Plans by Kite Power Systems (KPS) to establish a research and test facility on a former airbase near West Freugh have been boosted by £5 million of investment.
Multinationals E.ON, Schlumberger and Shell Technology Ventures have all backed the new venture.
KPS has already secured planning consent to deploy a 500kW power system at West Freugh near Stranraer next year. This will lead to a planned onshore demonstration array of multiple 500kW systems within the next three to four years.
Thereafter, KPS will develop a 3MW onshore system at West Freugh and then deploy a similar sized power system in offshore waters.
KPS’s kite power technology has the potential to transform the global offshore wind generation market as it is cheaper to manufacture and requires less construction and installation materials than conventional wind turbines.
The lower cost means that kite power generation would not need government subsidies and could be deployed in UK and Irish waters (and other areas of the North Sea) and in waters up to and potentially deeper than 40m found offshore of countries such as Portugal, Japan and the USA. Kite Power Systems can also be deployed onshore.
Paul Jones, Chief Financial Officer of KPS said: “The new investment from three major international businesses is an endorsement of the R&D work that the KPS team has carried out and demonstrates support for our technology and our business.

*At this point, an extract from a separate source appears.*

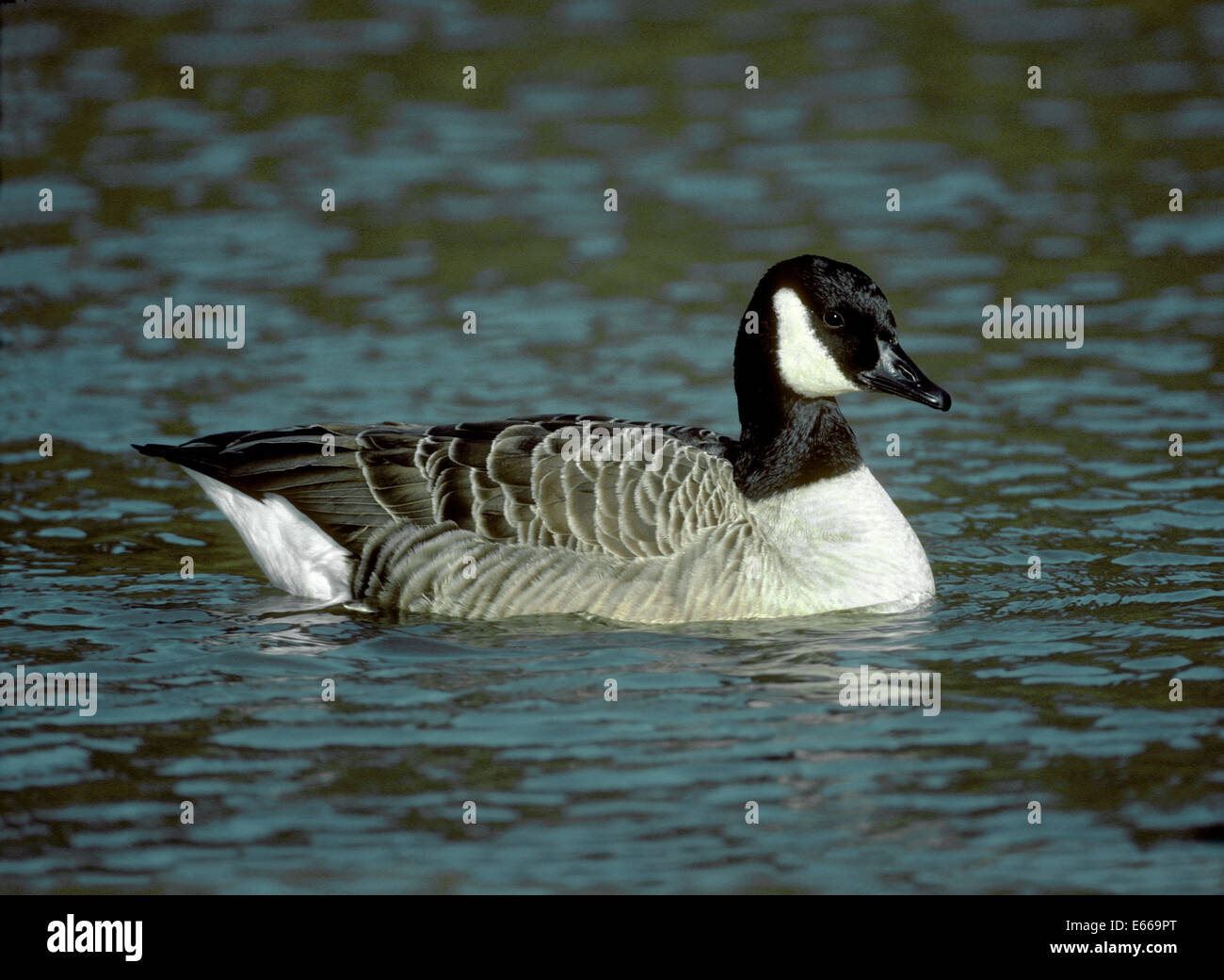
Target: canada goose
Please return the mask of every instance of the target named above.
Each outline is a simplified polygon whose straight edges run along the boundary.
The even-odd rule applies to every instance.
[[[770,268],[736,339],[739,440],[602,415],[306,425],[137,446],[179,463],[268,578],[400,615],[580,612],[690,622],[907,609],[922,544],[835,396],[947,410],[879,287],[803,255]]]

The backing of these companies will accelerate KPS’s commercial development plans towards deploying lower cost, deep-water offshore wind energy on a global scale.”
KPS was established in 2011 and to date has invested more than £3m in technology development, with financial support coming from the UK Government (via DECC’s Energy Entrepreneurs Fund and Innovate UK), Shell’s GameChanger programme and private investors.
Frank Meyer, Senior Vice President B2C & Innovation at E.ON said: “E.ON has been looking into airborne wind technologies for five years. The approach of Kite Power Solutions has the potential to become a game changer for the wind energy market. It supports one of our overall targets to drive down the costs for renewable energy. In addition to this, we catch the opportunity to be a first mover in producing renewable energy at locations where it is, for economic and technical reasons, not possible today.”